We have grown used to these statement issuances and virtue signaling all over social media for the last 2 years, to the point of them being the norm and us being desensitised. Even small companies and independent professionals who would typically stay out of this, not because of not caring about the real issues but because of realising these practices are nothing but PR manouvres, have succumbed to these practice, as not doing so made them stick out like sore fingers.

During this same period I’ve seen a number of small brands on Instagram - businesses that manufacture locally and have a fairly transparent supply chain - being harassed by personal accounts. Harassed to change the names of their products (who were named after foreign cities and thus deemed an appropriation); coerced into “offering” their social media outlets to promote books and projects (either through victimisation and/or blackmailing) and pressured to disclose how much they gave away voluntarily as donations to charities (and to prove it with bank statements!). All this discounting miscellaneous unsolicited suggestions to spend money on assorted issues and measures who wouldn’t reward businesses in any way.

However harassment isn’t just reserved to companies big and small - I have seen illustrators, comic artists and animators being accused of seing the world through binary lens and not being “allies” (comment on a story about two cats, the plot was decisively feline); of not promoting racial and body diversity (the evil illustrator in question painted all humanoid caracters in the same colour) and even of using social movements as an excuse to create art and grow their portfolios (in Portugal we say "arrested for having a dog and arrested for having none").

Yet despite all this pettiness, social media activism isn’t inherently a bad thing.

It could be a driving force for positive change in the world; assuming those who demand change were right and reasonable in their demands, open to dialogue and did their share as consumers instead of assigning blame to companies while keeping buying from them.

Unfortunately divide and strong emotions sell or, in Instagram’s case, drive engagement up. The fresher an issue is and the more voices echo it, the higher engagent rises keeping people on the platform - and the longer they stay there the more adds they see.

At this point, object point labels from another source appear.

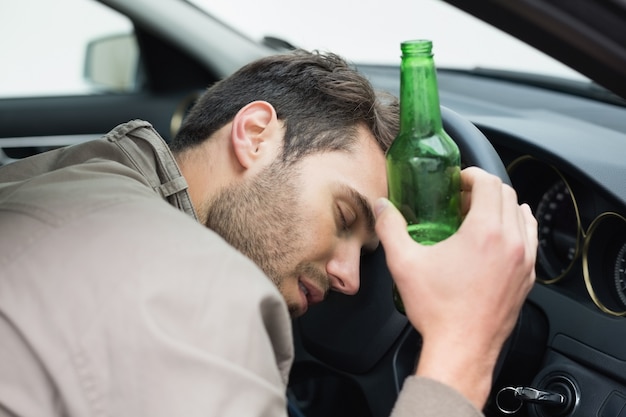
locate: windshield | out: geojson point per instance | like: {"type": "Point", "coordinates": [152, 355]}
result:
{"type": "Point", "coordinates": [370, 32]}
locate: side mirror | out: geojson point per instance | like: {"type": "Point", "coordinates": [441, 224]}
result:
{"type": "Point", "coordinates": [112, 62]}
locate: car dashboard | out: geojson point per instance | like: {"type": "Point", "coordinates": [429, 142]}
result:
{"type": "Point", "coordinates": [564, 155]}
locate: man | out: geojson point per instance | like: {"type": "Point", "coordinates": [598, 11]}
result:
{"type": "Point", "coordinates": [113, 302]}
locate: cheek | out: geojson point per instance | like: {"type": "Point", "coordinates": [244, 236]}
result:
{"type": "Point", "coordinates": [319, 235]}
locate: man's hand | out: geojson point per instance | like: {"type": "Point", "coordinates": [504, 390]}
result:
{"type": "Point", "coordinates": [464, 294]}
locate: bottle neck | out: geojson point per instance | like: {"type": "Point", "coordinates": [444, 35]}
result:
{"type": "Point", "coordinates": [419, 95]}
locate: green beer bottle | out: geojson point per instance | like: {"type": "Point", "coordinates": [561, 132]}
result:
{"type": "Point", "coordinates": [423, 163]}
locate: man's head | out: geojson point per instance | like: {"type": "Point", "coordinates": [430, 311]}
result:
{"type": "Point", "coordinates": [284, 160]}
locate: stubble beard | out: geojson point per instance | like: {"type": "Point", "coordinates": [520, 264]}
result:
{"type": "Point", "coordinates": [260, 218]}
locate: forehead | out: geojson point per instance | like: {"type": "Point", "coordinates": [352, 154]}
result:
{"type": "Point", "coordinates": [362, 168]}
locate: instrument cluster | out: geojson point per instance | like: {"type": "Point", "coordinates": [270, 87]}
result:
{"type": "Point", "coordinates": [582, 236]}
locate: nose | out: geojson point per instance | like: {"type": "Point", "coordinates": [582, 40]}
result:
{"type": "Point", "coordinates": [343, 269]}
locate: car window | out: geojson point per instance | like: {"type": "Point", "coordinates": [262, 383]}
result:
{"type": "Point", "coordinates": [43, 45]}
{"type": "Point", "coordinates": [370, 33]}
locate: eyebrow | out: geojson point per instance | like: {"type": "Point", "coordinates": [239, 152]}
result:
{"type": "Point", "coordinates": [363, 207]}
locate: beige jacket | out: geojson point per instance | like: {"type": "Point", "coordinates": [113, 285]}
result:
{"type": "Point", "coordinates": [113, 303]}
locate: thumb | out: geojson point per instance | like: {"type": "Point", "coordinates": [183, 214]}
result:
{"type": "Point", "coordinates": [391, 227]}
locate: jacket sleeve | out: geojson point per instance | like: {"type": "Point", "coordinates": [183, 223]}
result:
{"type": "Point", "coordinates": [424, 397]}
{"type": "Point", "coordinates": [135, 309]}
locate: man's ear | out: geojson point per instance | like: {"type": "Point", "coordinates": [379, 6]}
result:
{"type": "Point", "coordinates": [254, 133]}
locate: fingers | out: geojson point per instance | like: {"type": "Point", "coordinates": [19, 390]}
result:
{"type": "Point", "coordinates": [484, 195]}
{"type": "Point", "coordinates": [390, 226]}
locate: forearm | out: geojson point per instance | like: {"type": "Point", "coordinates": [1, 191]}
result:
{"type": "Point", "coordinates": [425, 397]}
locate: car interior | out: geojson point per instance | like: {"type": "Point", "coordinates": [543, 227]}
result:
{"type": "Point", "coordinates": [560, 144]}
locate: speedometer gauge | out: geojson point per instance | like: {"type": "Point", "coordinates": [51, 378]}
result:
{"type": "Point", "coordinates": [604, 263]}
{"type": "Point", "coordinates": [619, 278]}
{"type": "Point", "coordinates": [558, 230]}
{"type": "Point", "coordinates": [549, 195]}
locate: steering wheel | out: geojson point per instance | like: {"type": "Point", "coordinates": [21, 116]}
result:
{"type": "Point", "coordinates": [354, 352]}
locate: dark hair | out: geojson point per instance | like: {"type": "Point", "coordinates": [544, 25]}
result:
{"type": "Point", "coordinates": [319, 97]}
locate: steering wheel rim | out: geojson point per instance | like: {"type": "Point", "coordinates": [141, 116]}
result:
{"type": "Point", "coordinates": [352, 337]}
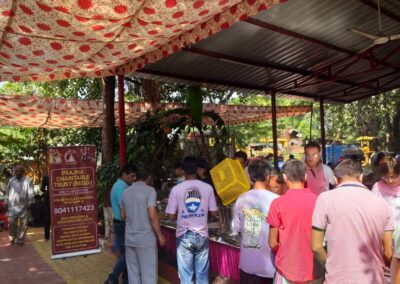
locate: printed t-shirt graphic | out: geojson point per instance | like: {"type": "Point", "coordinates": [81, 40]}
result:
{"type": "Point", "coordinates": [192, 199]}
{"type": "Point", "coordinates": [253, 227]}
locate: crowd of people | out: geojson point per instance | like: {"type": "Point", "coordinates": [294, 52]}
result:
{"type": "Point", "coordinates": [288, 222]}
{"type": "Point", "coordinates": [304, 223]}
{"type": "Point", "coordinates": [321, 226]}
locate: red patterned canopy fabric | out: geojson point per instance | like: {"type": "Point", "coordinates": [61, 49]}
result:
{"type": "Point", "coordinates": [44, 40]}
{"type": "Point", "coordinates": [27, 111]}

Keeping users in an information bubble tailored to their own interests, prejudices and spiced up with the latest inflamatory content is something in Social Media’s best interests, regardless of how detrimental it is to ours. Nowadays in order to thrive on Instagram you must feed the algorythm this type of cocktail - either that or accept being hidden.


I was never an Instagram sensation but like many creatives I relied on my presence there to be found by clients I didn’t know existed and therefore would never reach. This is now gone. There is no shortage of social media managers out there saying that situations like mine can still be salvaged, that all I would need to do would be posting consistently and creating reels and stories.

Yet like many other professionals, I know my target and I know for sure that it is not glued to the phone wasting hours watching reels in the hopes of finding a designer. I also know that I like (and it makes sense in my case) to post curated content and that if I am to create 3 pieces of this type of content every week I will not have time for the work that truly matters.

The truth now is simply that social media no longer serves me. So I must ask: Does it still serve you?